Es ist natürlich eine Extremsituation für den Torwart, dieses Eins-gegen-Eins-Gefühl, fast wie im Wilden Westen. Trotzdem freue ich mich immer darauf. Aber nach der regulären Spielzeit einfach mit einem Tor vorne zu liegen, ist natürlich auch nicht schlecht. 

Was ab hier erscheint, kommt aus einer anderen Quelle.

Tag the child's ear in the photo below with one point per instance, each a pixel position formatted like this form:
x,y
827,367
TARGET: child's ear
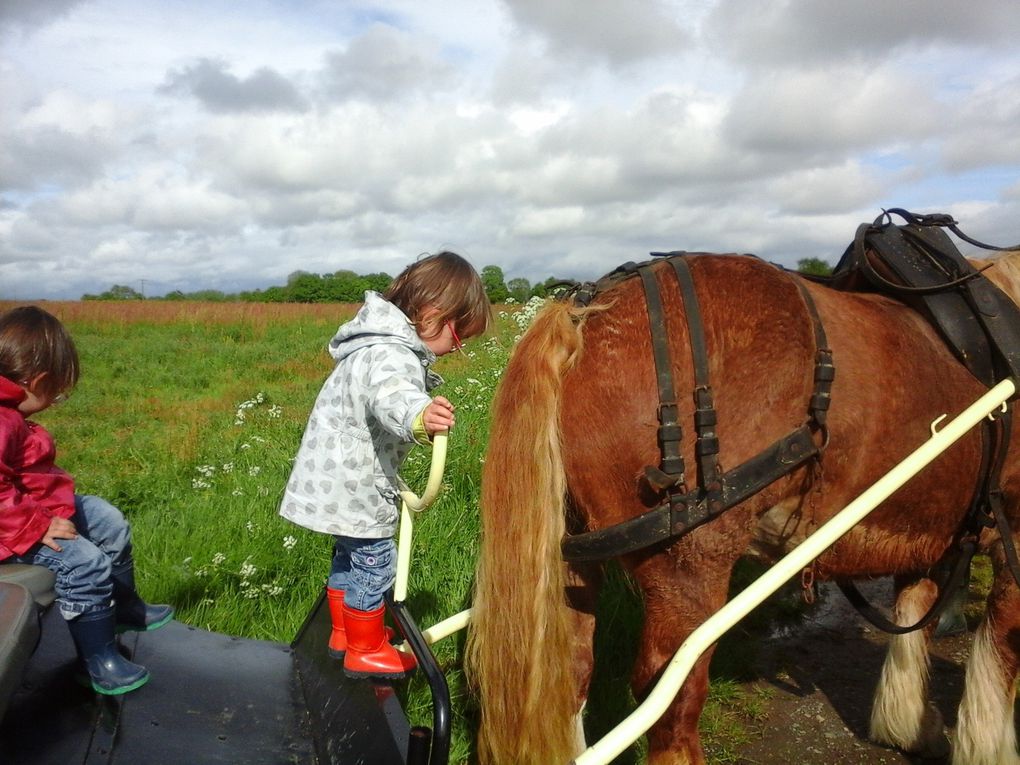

Für mich ist es eine kleine Hassliebe. Natürlich ist es besser, das Spiel nach der regulären Spielzeit zu gewinnen, weil Sieg eben Sieg ist. Aber wenn es ins Shootout geht, kommt bei mir doch eine gewisse Freude auf, weil das meine Spezialität ist und ich dann noch mal ganz anders im Mittelpunkt stehe. Es ist eine riesige Verantwortung, für das Team da zu sein und die Bälle zu halten, aber ich freue mich immer auf den Shootout. Trotzdem nehme ich einen Sieg in der regulären Spielzeit auch gerne. Ich freue mich auf das nächste Duell gegen Holland. Es wird sicherlich noch einige geben, wir sind ja noch jung. Ganz akut stehen ja auch weitere Events an, etwa in Gladbach. Das Feld wird schon gewässert. 

 

Du sprichst es an, wie geht es weiter? 

Das nächste große Turnier, das wir anpeilen, ist die Europameisterschaft in Mönchengladbach. Davor gibt es natürlich noch Bundesliga-Alltag und ein paar Reisen mit Spielen. Aber das übergeordnete Ziel ist die Europameisterschaft. Es ist immer etwas ganz Besonderes, eine Heim-EM zu haben. Ich erinnere mich noch an die Spiele bei der WM im letzten Jahr vor ausverkauftem Haus in Mönchengladbach – das ist eine unglaubliche Ehre, dort auf dem Platz zu stehen, und ich freue mich sehr darauf. Ich hoffe, dass wir diesmal mit der richtigen Medaille um den Hals nach Hause gehen. 

 

Das hoffen wir natürlich auch und wir als VIACTIV werden, wie bei der Weltmeisterschaft im letzten Jahr, auch bei der Europameisterschaft wieder vor Ort dabei sein und uns wieder einiges einfallen lassen. 

Vielen Dank für das Interview und deine Zeit. Ich wünsche dir eine erfolgreiche Bundesligasaison, viel Gesundheit und keine Verletzungen. Genieße deinen Urlaub!